I used to always need something new for different events. Going to a wedding, a dinner, or a work event, if I felt self conscious the easiest thing to do would be to get something new I felt good in. But the issue was never my wardrobe, it was how I felt about myself. The clearest time I can think of this was the last family wedding with Isaac's family. I hunted obsessively for a dress that would work for it. Even though I had a couple dresses that would have been fine, I felt I needed to do something to fit in. You see, it was only a handful of my months after my nervous breakdown, I was still having panic attacks and still not working. I was terrified someone in the family didn't know, or would ask, or would see me as not being a worthy partner to Isaac.
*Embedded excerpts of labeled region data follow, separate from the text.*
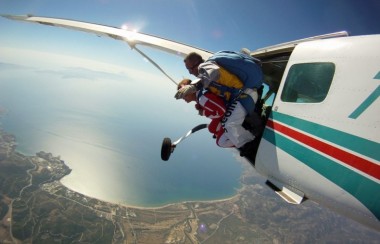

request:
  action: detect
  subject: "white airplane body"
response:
[3,15,380,231]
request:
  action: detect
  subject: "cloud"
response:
[0,62,31,71]
[0,47,167,86]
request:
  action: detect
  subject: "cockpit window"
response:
[281,63,335,103]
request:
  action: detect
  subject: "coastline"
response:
[0,114,249,210]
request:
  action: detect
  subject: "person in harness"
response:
[177,79,234,148]
[175,52,262,156]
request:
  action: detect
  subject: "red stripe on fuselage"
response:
[267,120,380,180]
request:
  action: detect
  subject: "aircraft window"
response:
[281,63,335,103]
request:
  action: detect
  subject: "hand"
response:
[174,85,197,100]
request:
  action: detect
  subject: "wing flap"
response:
[1,15,212,59]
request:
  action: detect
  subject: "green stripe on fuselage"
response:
[263,113,380,219]
[271,111,380,161]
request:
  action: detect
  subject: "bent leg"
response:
[222,102,255,148]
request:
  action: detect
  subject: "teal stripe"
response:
[263,129,380,220]
[271,111,380,161]
[348,86,380,119]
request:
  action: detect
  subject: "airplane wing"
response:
[1,15,212,84]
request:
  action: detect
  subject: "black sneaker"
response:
[239,141,254,157]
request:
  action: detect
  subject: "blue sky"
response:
[0,0,380,236]
[0,0,380,92]
[0,0,380,51]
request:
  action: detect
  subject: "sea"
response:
[0,64,242,207]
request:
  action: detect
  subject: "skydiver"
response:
[175,52,259,157]
[177,79,234,148]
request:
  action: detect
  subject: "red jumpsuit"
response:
[195,91,234,147]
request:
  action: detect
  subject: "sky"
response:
[0,0,380,236]
[0,0,380,79]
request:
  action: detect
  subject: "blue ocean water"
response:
[0,67,242,207]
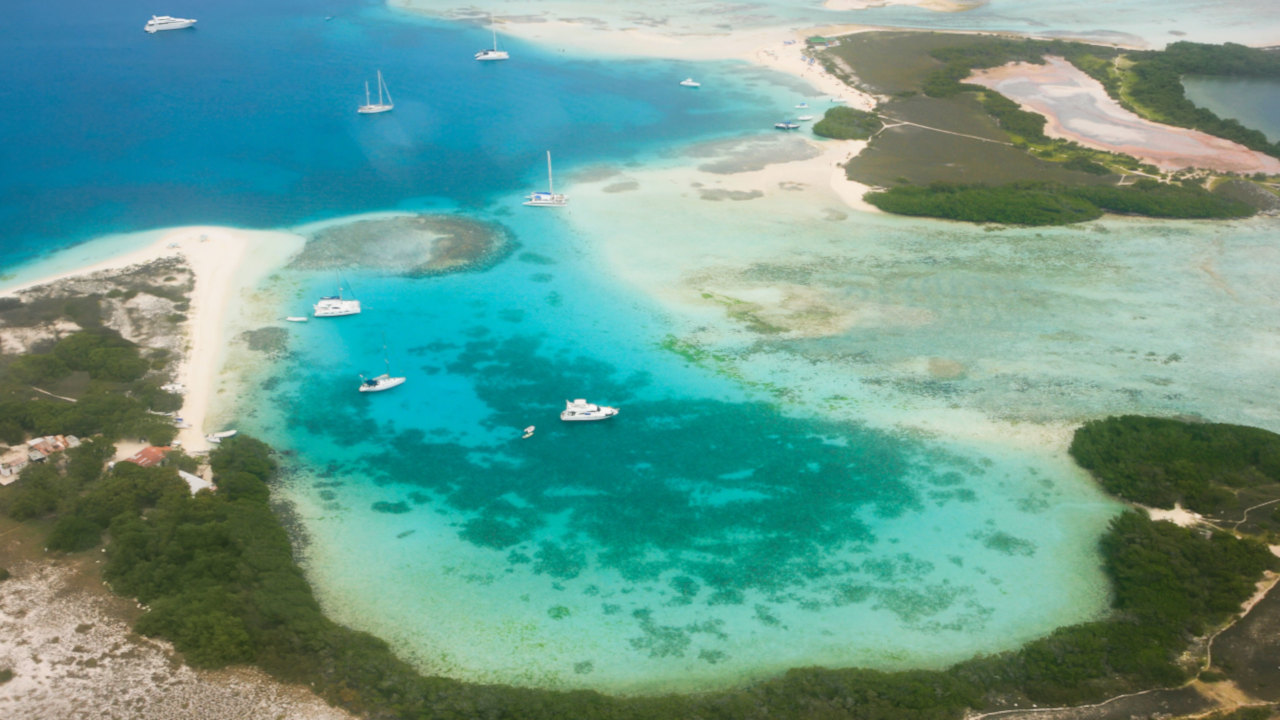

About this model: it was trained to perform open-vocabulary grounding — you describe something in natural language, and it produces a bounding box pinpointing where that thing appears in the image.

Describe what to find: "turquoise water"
[1183,77,1280,142]
[237,210,1115,692]
[10,0,1280,692]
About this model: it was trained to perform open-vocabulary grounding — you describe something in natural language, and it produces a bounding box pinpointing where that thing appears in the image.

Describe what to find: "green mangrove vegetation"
[1114,41,1280,158]
[0,327,182,445]
[813,108,884,140]
[0,409,1275,720]
[823,32,1280,225]
[865,179,1253,225]
[1070,415,1280,515]
[0,271,1280,720]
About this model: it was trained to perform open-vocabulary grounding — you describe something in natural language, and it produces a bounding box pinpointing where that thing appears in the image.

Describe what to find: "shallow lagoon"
[10,0,1280,692]
[241,203,1116,692]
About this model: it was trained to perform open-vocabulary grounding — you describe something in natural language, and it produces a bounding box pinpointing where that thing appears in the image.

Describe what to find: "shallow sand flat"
[966,58,1280,174]
[570,121,1280,452]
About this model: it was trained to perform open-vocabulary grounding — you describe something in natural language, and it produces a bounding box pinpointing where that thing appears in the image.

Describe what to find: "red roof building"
[120,446,173,468]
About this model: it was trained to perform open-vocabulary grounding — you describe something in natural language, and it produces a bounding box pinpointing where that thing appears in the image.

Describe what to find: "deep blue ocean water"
[0,0,776,266]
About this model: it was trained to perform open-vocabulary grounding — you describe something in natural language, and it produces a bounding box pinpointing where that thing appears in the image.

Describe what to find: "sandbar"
[0,227,305,452]
[965,56,1280,174]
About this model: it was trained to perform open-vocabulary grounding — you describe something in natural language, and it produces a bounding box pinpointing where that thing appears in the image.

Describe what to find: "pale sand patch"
[1139,503,1203,528]
[965,56,1280,174]
[0,561,352,720]
[388,0,885,109]
[0,227,306,452]
[822,0,986,13]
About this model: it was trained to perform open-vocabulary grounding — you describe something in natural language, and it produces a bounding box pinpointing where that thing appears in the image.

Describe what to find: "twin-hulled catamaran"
[356,70,396,115]
[525,150,568,208]
[476,23,511,60]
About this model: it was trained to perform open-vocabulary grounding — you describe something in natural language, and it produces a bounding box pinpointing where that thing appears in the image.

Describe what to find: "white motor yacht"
[142,15,196,32]
[561,397,618,421]
[360,373,404,392]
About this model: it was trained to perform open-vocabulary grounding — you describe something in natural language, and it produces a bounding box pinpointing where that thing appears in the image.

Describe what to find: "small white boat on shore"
[142,15,196,33]
[205,430,237,445]
[561,397,618,423]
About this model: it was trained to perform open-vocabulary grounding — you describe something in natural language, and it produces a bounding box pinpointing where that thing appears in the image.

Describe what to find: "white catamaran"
[356,70,396,115]
[313,279,360,319]
[476,23,511,60]
[525,150,568,208]
[360,345,406,392]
None of that was the case - I was met with unconditional love & kindness, as I always am with them. The issue was my own thoughts and my discomfort with myself. I was still struggling to see myself as worthy to even be alive. I didn't know or love myself enough to trust that being myself was enough, new dress or not. Now, I'm in another position where my response would usually be to go buy something new. I've gone from working at home most of the time to running pop ups and workshops, styling other people, and taking on more hours at the shop. Normally I would want things that make me look "professional" or like I know what I'm doing. Not wearing oversized, drop crotch jumpsuits to lead people, or my comfy pants to style a client. I would have made myself feel uncomfortable because I questioned whether or not I was worthy to do these things. Now? I am who I am, take it or leave it.